When Ponderosa High School Teacher Mike Wilkes was placed on paid leave for lending support to students who removed their masks in protest of the state COVID-19 requirement to wear them, he wasn’t surprised.
“I understood the consequences and the irony is we're in a system where adults are all afraid to do the right thing, including many who agree with me, but we're being pitted against each other,” Wilkes told the Southern California Record. “It takes people to stand up and live true to their convictions in order to fix the problem in California.”
The 38-year-old, who teaches business technology and an AVID course, is still on leave even though it’s been nearly a month since some sixty El Dorado Union High School District students staged a mask-off day on Oct. 25.
“They ended up sitting all day in what the kids call ‘mask jail,’ which is a separate classroom where students were being held because they weren’t wearing masks,” Wilkes said.

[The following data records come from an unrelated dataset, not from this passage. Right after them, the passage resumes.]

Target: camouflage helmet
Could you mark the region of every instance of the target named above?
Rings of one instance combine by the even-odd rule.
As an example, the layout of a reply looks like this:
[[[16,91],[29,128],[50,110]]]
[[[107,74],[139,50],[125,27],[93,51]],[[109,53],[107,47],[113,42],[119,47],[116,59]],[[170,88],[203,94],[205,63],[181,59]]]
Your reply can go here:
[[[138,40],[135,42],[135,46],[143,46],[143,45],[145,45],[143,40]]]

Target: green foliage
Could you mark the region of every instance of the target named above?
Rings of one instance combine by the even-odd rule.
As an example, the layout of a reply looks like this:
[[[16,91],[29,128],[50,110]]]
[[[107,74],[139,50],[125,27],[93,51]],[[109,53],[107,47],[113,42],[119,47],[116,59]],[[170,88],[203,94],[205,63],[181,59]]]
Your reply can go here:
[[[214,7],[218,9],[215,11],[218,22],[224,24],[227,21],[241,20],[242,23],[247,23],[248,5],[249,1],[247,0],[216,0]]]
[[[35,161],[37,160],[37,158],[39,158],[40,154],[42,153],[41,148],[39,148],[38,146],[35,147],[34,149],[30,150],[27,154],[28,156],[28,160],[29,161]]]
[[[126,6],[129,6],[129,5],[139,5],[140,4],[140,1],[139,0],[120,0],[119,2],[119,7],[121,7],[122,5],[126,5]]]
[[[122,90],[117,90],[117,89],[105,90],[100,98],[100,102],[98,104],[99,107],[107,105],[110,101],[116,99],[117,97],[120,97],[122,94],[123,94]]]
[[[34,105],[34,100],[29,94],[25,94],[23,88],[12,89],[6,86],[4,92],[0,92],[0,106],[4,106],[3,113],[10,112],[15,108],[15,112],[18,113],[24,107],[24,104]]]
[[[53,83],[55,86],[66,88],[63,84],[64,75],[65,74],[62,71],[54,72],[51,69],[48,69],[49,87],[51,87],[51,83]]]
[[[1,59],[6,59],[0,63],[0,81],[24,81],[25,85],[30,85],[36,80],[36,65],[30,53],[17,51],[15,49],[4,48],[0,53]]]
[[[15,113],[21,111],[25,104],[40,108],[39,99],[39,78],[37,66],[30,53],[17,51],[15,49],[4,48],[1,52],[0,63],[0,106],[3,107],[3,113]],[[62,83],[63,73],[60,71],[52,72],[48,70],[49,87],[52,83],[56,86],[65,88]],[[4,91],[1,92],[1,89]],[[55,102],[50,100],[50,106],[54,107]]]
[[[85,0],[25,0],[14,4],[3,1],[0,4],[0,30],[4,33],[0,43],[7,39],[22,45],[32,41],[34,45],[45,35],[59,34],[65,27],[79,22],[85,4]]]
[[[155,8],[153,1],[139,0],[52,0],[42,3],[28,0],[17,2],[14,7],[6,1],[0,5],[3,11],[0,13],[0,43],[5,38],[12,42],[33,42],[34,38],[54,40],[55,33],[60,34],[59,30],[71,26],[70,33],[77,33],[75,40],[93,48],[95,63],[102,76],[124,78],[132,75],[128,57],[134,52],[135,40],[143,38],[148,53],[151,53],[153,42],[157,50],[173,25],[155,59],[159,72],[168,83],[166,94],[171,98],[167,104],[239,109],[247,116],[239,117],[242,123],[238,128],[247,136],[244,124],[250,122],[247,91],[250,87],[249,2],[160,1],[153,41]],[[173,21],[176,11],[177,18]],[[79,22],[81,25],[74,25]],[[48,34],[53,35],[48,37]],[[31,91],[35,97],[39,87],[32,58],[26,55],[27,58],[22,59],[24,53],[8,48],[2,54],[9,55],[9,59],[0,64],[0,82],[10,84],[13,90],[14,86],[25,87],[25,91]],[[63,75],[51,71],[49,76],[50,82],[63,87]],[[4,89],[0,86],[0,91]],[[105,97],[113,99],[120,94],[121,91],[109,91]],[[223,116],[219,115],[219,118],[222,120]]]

Last week, the El Dorado County Board of Supervisors passed a resolution in opposition to a state student vaccine mandate.
“It shows that there are more and more people in power who are willing to express support for parents being the ones who make medical decisions for their children,” Wilkes said. “Next, what we need is school boards to make clear definitive statements that they will not enforce a vaccine mandate upon children as young as five years old and be party to coercing parents into medical decisions against their will at threat of losing their education.”
The Board of Supervisors desires to express opposition to vaccine mandates in both public or private context,' the resolution states, according to media reports.
Although he is raising three kids of his own, Wilkes doesn’t regret taking a stand.
“When you have a mask on, there’s a higher CO2 percentage in your air all day,” he said. “These classrooms are not surgery rooms where you have professional doctors wearing N95 masks who change them every three to four hours. These are children muzzled with some sort of cloth mask that they don't wash. It can become bacteria-infected. It's under their nose. They're touching it all day. It's the difference between those that want to look at this in a vacuum of perfect science and the reality of what happens in the classroom.”
Wilkes added that he’s only been a teacher for five years but he is willing to lose his job for the cause.
“I left an incredible business career that I spent 11 years in and became a teacher at my hometown high school that I love because I wanted to give back to my community,” he said. “I was born and raised here. This is the place I love and a place worth standing up for.”